Furthermore, the provision of this debt funding is conditional on NewSat contributing ~US$200MM in equity. If the approvals are not obtained or NewSat is unsuccessful in

raising the necessary equity, the debt funding will not be provided. If this occurs, the strategic arrangements with MEASAT may not continue, the construction and launch of the

Jabiru-1 Satellite may not proceed and the Company’s access to orbital slots may expire. The occurrence of these events would materially adversely affect the future prospects

of the Company.

Interest Rate Risk: NewSat, as a borrower of money, may be exposed to adverse movements in interest rates which may impact NewSat’s financial position.

NewSat Securities Risks:

Dilution: Future issuances of equity or the perception that such sales may occur, may result in a decrease of the market price of our equity securities and an increase in NewSat’s

issued capital may dilute a person’s existing holding.
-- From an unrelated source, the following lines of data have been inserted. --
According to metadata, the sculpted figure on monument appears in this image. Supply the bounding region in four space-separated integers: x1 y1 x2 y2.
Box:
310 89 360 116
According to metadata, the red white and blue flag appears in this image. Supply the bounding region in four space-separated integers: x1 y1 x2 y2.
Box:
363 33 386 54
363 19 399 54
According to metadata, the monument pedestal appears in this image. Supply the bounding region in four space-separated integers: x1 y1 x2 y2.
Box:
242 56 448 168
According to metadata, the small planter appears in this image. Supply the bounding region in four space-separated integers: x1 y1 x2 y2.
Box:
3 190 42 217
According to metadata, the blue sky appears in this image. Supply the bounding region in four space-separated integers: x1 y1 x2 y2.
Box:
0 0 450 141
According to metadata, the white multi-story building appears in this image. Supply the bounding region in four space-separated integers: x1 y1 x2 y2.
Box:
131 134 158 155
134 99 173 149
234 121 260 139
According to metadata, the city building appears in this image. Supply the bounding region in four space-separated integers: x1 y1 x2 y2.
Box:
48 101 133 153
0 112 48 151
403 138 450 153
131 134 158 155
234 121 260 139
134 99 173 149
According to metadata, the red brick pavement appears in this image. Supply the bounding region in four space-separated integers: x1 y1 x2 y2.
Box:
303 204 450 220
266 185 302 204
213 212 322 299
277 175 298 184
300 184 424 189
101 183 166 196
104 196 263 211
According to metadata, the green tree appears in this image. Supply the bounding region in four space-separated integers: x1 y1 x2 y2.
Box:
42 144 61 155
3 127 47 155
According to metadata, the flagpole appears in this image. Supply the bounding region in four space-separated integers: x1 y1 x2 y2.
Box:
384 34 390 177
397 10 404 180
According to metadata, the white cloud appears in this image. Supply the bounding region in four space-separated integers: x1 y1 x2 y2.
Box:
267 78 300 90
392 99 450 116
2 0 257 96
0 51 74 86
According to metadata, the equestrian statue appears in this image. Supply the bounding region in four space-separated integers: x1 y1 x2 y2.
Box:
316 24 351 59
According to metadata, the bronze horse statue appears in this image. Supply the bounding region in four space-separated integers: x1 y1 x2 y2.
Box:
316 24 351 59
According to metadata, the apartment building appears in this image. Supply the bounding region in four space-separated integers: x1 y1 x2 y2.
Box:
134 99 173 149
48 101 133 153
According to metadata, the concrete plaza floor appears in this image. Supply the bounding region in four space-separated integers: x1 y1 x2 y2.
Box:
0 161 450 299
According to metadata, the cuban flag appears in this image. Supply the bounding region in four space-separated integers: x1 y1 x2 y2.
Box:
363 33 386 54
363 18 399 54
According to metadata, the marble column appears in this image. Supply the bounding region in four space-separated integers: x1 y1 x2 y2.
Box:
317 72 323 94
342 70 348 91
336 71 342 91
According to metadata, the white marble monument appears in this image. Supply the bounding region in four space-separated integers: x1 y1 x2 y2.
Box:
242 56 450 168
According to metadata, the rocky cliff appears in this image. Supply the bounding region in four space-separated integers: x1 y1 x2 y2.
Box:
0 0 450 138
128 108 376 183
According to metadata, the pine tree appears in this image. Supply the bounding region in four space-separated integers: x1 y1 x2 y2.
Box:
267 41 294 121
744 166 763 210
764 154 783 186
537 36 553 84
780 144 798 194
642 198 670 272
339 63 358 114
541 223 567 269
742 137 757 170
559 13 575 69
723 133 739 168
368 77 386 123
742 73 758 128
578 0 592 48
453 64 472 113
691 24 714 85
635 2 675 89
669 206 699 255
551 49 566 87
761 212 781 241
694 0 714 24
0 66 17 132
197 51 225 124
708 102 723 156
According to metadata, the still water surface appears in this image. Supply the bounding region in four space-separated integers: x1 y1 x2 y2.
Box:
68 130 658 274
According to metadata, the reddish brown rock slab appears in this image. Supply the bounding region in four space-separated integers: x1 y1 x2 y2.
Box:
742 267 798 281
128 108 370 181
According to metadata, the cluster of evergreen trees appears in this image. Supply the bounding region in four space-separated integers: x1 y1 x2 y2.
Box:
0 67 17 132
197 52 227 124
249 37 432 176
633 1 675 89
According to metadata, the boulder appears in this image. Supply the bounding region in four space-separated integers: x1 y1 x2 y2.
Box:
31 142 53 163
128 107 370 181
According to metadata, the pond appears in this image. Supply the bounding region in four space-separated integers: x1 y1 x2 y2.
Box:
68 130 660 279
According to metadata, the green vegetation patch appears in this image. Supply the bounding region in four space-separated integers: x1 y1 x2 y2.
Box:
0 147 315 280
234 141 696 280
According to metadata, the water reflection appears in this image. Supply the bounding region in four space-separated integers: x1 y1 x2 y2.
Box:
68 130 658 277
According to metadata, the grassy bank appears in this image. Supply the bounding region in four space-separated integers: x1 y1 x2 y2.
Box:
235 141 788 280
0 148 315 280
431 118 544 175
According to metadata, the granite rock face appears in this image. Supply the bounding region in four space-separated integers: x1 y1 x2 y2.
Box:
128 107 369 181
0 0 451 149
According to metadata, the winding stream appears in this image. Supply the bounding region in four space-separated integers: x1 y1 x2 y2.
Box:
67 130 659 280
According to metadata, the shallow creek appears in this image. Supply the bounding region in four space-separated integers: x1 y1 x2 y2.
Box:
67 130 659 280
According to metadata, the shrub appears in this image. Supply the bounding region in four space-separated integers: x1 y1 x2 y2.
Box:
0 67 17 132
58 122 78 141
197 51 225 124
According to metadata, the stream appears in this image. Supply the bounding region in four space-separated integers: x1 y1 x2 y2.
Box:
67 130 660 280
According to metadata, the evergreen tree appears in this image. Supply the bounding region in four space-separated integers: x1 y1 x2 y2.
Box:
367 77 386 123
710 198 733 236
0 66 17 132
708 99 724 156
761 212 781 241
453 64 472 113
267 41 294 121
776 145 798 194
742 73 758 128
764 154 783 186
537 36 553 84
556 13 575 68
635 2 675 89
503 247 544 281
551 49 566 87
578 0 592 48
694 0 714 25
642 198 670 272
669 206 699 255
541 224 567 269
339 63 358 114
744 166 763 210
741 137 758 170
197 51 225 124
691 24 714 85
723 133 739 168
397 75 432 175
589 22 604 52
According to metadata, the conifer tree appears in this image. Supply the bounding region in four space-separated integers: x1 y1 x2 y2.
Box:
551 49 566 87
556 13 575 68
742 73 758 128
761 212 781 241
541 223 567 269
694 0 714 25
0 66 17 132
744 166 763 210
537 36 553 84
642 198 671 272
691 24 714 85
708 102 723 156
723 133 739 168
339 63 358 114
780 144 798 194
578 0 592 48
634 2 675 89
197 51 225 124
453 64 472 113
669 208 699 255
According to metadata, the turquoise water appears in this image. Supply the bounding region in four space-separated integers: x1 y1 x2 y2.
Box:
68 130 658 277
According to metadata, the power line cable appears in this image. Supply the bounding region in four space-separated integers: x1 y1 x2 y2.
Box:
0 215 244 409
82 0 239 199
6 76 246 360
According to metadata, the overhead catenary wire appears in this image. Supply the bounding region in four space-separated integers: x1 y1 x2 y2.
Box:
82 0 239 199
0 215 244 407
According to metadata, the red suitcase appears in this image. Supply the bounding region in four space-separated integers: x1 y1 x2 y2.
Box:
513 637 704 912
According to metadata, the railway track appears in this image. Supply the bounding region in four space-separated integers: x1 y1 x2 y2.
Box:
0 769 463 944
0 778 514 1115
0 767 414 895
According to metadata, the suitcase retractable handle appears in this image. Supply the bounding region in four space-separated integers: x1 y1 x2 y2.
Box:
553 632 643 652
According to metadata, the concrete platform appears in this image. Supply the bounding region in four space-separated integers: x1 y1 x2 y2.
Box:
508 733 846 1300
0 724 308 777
Transfer Restrictions Applicable to US Holders: The Shares have not been registered under the U.S. Securities Act of 1933 (the “Securities Act”) and may not be offered or sold

within the United States or to, or for the account or benefit of, U.S. persons (as defined in Regulation S under the Securities Act) except in a transaction registered under the

Securities Act or exempt from the registration requirements of the Securities Act.